Возможно ли строение всех сфер человеческой жизнедеятельности, основанное на контракте и гарантиях эквивалентного стоимостного обмена? Допустимо ли вторжение экономических категорий в сферу духовную и нравственную? «В цивилизации тотального менового (эквивалентного) обмена понятие дара исчезает, но вместе с ним исчезает и понятие социальных и моральных обязательств (я расплатился и потому никому ничем не обязан и не должен)» /2/. Понятно, что такая личностная позиция, которая постоянно продуцируется «совершенствованием» рыночных механизмов, вступает в противоречие с потребностями общественного развития, а в личностном плане вызывает отказ от духовной ориентации, всегда связанной с этикой сопричастности, совершенствования и служения. Современные экономисты говорят о кризисе инвестиционного духа, о растрате и невосполнимости социального (духовно-нравственного) капитала, который, как оказывается, был накоплен в домодернизационную эпоху традиционного общества и являлся его неотъемлемой частью. Главный источник такого «социального накопления» в традиционных обществах - религиозная вера и народная традиция. Уменьшение религиозной веры, религиозной пассионарности верующих может идти одновременно с возрастанием формальной религиозности. А для некоторых, в крайних, негативных вариантах, и вовсе, как возможность получить отпущение грехов, голос внутренней совести заглушив исполнением религиозного культа. Здесь энергетика истинного чувства заменяется знаками формальной сопричастности, псевдоангажированности, которые становятся важным условием самоидентификации этноса и народа. Такая вера становится больше фактором социокультурного и этнического плана. Она способствует отчасти и пробуждению расовой чувствительности, ориентируя на поиск различий, а не вечных истин во всем многообразии мировых религиозных текстов.

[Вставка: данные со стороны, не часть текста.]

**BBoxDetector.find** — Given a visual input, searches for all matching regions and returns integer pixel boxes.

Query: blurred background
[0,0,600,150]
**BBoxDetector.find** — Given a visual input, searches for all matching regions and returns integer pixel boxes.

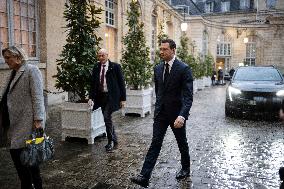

Человеческий тип, ориентированный на современную мораль успеха, постоянно опасающийся сделать что-то просто так, без отдачи, лишнее, переработать больше других, недополучить, не способен на долговременное социальное инвестирование. Конечно, довольно сложно «прокалькулировать» все неявные (социально-психологические и культурные) предпосылки действия общественного института семьи. Но, на самом деле, «всякая общественная деятельность, всякая кооперация людей наряду с процедурами эквивалентного обмена стоимости требует бескорыстно авансированного доверия, заранее не предусмотренной инициативы, спонтанных импульсов жизни, неукротимых, как сама природа. Словом - требует дара» /3/. Таким образом, кризис института семьи в современном западном обществе является следствием совершенствования отношений обмена в модернизированном обществе и вовлечения в сферу контракта все больших сфер человеческой жизни. Явление это долговременное и, похоже, не может быть преодолено без серьезных корректив самих основ социальных отношений. Особенно показательна в этом отношении распространенность феминизма в западном обществе. Уход женщин из «домашней экономики», принявшей форму «кухонного дезертирства», еще можно рассматривать как борьбу с патриархальной эксплуатацией через развитие сферы услуг и механизацию быта. Однако главный женский дар обществу относится к формированию человека - гражданина, работника, семьянина. Одна из версий феминизма предлагает «прокалькулировать» этот дар обществу, однако есть достовернейшее предположение, что общество и его члены могут оказаться неплатежеспособным банкротом... «Сохранит ли институт семьи право называться семьей, если все его практики будут пронизаны сугубо деловой этикой экономического расчета и обмена? В самом ли деле можно без неожиданных последствий заменить бескорыстную семейную этику дара прагматикой меновой эквивалентности?» /4/.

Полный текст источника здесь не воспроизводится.